Nazionale

Due piloti valtellinesi al Giro d’Italia in idrovolante

Il percorso tra Toscana e Puglia coinvolgerà otto velivoli e sei approdi, con tappe dedicate a parchi e idroscali storici.

Riparte il Gidro 2026, il Giro d’Italia in idrovolante organizzato dall’associazione Aviazione Marittima Italiana. La seconda parte della manifestazione prenderà il via sabato 5 settembre da Sansepolcro, in provincia di Arezzo, per concludersi il 13 settembre a Gallipoli, nel Leccese. Il percorso complessivo di questa sezione sarà di circa 1.200 chilometri, con tappe in Toscana, Lazio e Puglia.

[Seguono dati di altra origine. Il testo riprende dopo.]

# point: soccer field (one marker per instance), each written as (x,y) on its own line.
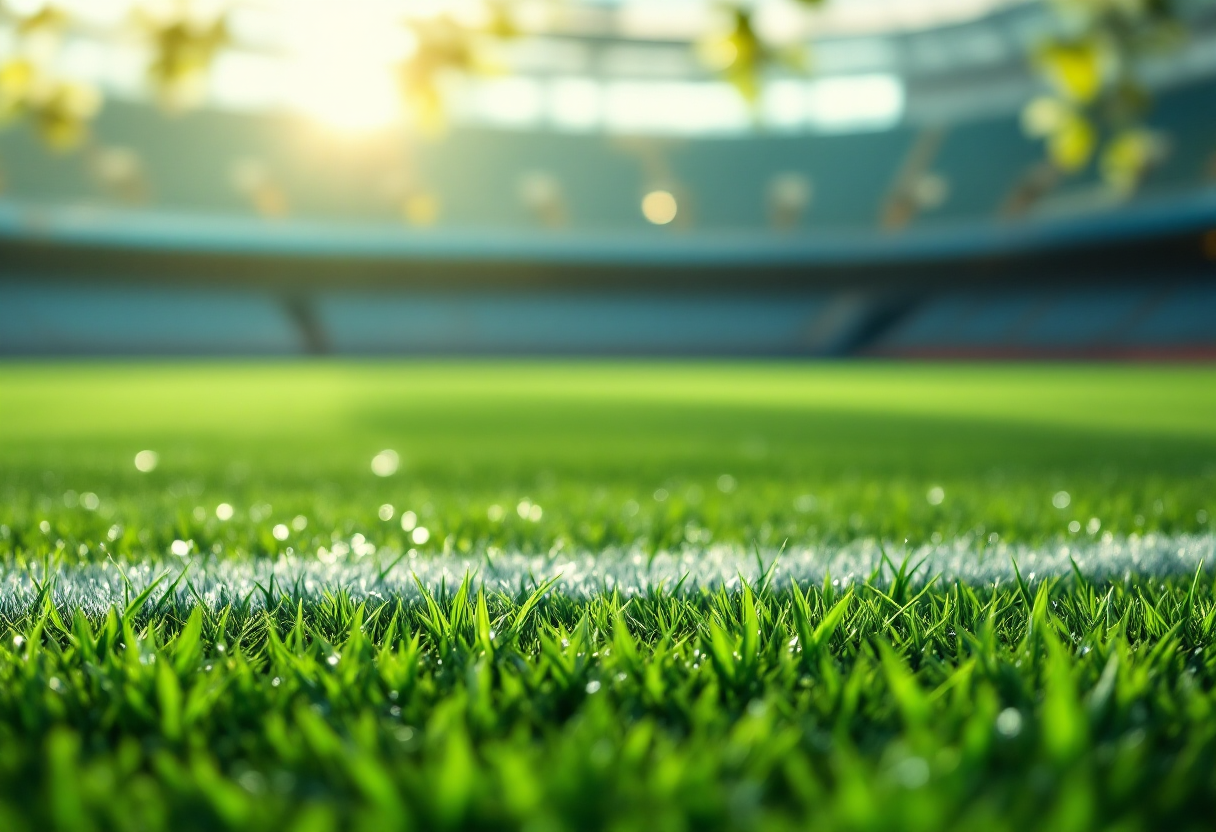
(584,595)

Al tour sono attesi almeno otto idrovolanti, provenienti da Lombardia, Sicilia, Sardegna e Svizzera. Tra gli equipaggi protagonisti ci sarà quello di un velivolo anfibio Savannah, guidato da Sergio Scaramuzzi e Bruno Garbellini, piloti dell’Aero Club di Sondrio. La prima parte dell’iniziativa si era svolta a fine maggio, con partenza dal Lago Maggiore e dal fiume Ticino e passaggi sul Lago di Como, a Desenzano del Garda, Gorizia e Trieste.

Le tappe tra laghi e coste

Il programma prevede sabato il raduno degli apparecchi all’Avioresort Palazzolo di Sansepolcro. Il giorno successivo sono previsti voli e ammaraggi sul Lago di Montedoglio, oltre a incontri con i sindaci di Montedoglio, Anghiari e Pieve Santo Stefano. L’obiettivo è valutare l’inserimento del bacino artificiale nel programma dell’edizione 2027.

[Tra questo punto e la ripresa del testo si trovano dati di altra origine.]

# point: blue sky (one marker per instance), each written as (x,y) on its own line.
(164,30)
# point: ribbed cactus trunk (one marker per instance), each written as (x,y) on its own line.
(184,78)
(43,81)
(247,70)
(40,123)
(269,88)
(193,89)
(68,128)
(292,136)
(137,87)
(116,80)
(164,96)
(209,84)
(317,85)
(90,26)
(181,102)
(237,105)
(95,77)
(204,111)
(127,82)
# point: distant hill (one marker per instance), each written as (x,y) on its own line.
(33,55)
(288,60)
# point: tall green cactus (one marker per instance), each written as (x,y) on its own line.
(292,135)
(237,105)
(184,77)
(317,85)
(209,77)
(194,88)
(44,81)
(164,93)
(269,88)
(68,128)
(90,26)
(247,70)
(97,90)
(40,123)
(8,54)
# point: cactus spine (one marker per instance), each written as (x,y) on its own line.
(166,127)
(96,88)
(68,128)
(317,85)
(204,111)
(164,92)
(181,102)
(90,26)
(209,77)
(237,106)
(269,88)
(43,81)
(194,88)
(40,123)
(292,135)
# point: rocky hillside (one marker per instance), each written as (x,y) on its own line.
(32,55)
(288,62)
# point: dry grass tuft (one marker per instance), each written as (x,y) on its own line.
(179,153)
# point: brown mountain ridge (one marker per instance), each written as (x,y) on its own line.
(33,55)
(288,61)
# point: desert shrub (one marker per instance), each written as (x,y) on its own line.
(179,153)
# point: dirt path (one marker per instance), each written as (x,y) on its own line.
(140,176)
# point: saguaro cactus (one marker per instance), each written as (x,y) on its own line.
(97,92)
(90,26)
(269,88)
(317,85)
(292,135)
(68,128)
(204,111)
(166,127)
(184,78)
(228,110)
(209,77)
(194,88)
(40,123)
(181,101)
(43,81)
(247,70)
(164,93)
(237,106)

Lunedì 7 settembre gli idrovolanti raggiungeranno il Lago di Bracciano, dove, al Museo Storico dell’Aeronautica Militare di Vigna di Valle, si terranno una cerimonia con le autorità locali e un workshop sull’impiego degli aerei anfibi nel controllo delle aree protette e dei parchi naturali. Mercoledì 9 il tour farà tappa a Bari, con voli e ammaraggi sul lungomare Nazario Sauro e un incontro al Circolo Canottieri.

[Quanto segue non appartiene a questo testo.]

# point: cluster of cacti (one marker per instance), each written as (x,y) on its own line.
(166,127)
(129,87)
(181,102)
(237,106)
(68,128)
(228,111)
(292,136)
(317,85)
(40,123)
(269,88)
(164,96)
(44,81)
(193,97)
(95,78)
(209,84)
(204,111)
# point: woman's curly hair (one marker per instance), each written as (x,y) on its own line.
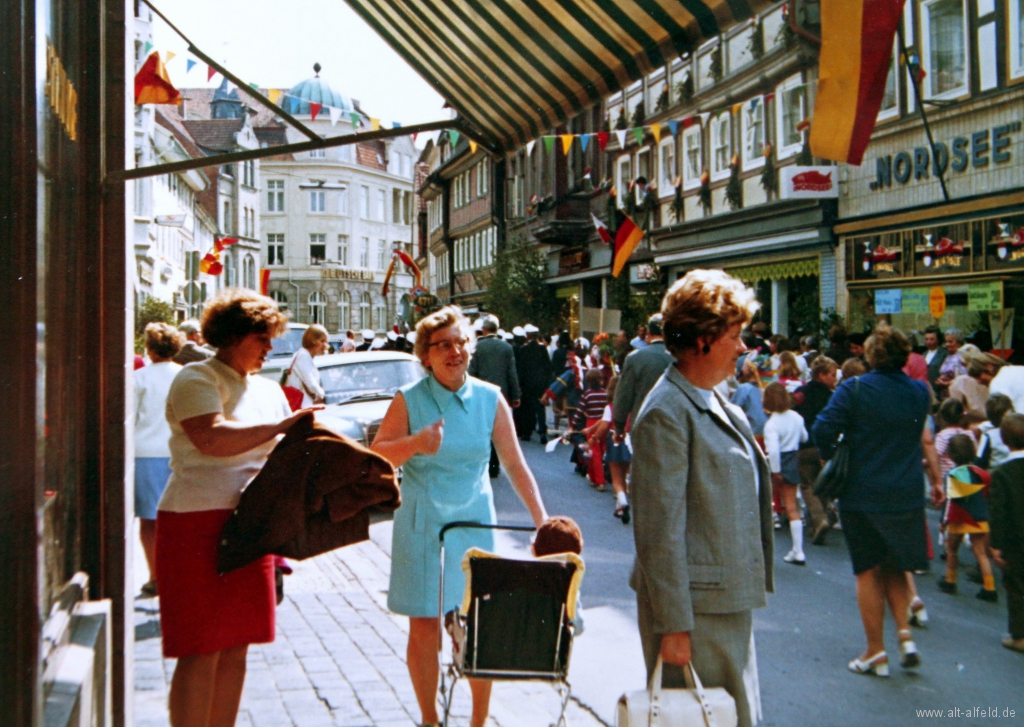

Il trasferimento successivo porterà gli equipaggi al campo volo Bellamarina Fly di Torre Santa Susanna, nel Brindisino. A Brindisi sono previsti incontri istituzionali, la presentazione del volume Brindisi per aria di Donato Peccerillo e l’illustrazione del progetto Aliseo, dedicato alla valorizzazione degli idroscali storici e allo sviluppo del volo anfibio.

Il calendario conclusivo

Giovedì 10 settembre il programma proseguirà nel porto di Brindisi con una cerimonia al monumento dei Marinai d’Italia, un workshop sulla storia dell’Idroscalo Orazio Pierozzi e la mostra Aviocom 100, dedicata ai primi cento anni dell’aviazione civile italiana. Venerdì 11 gli aerei arriveranno all’Idroscalo storico Luigi Bologna di Taranto, dove sono previsti una cerimonia con le autorità della Marina Militare e un approfondimento sulla laguna costiera del Mar Piccolo.

Sabato 12 il Giro d’Italia in idrovolante raggiungerà Gallipoli, presso l’idrosuperficie dell’Ecoresort Le Sirenè. La conclusione è fissata per domenica 13 settembre, con un incontro tra organizzatori e piloti per tracciare un bilancio dell’iniziativa e annunciare la prossima edizione.

Secondo gli organizzatori, il tour punta a promuovere il volo anfibio come attività da diporto sportivo e a sostenere l’attività aeroscolastica. L’iniziativa intende inoltre mostrare possibili impieghi degli idrovolanti nella sorveglianza territoriale e nella tutela di parchi costieri e aree marine protette. La manifestazione è realizzata con la collaborazione di associazioni aeronautiche, enti militari e istituzioni locali, e ha ricevuto diversi patrocini pubblici.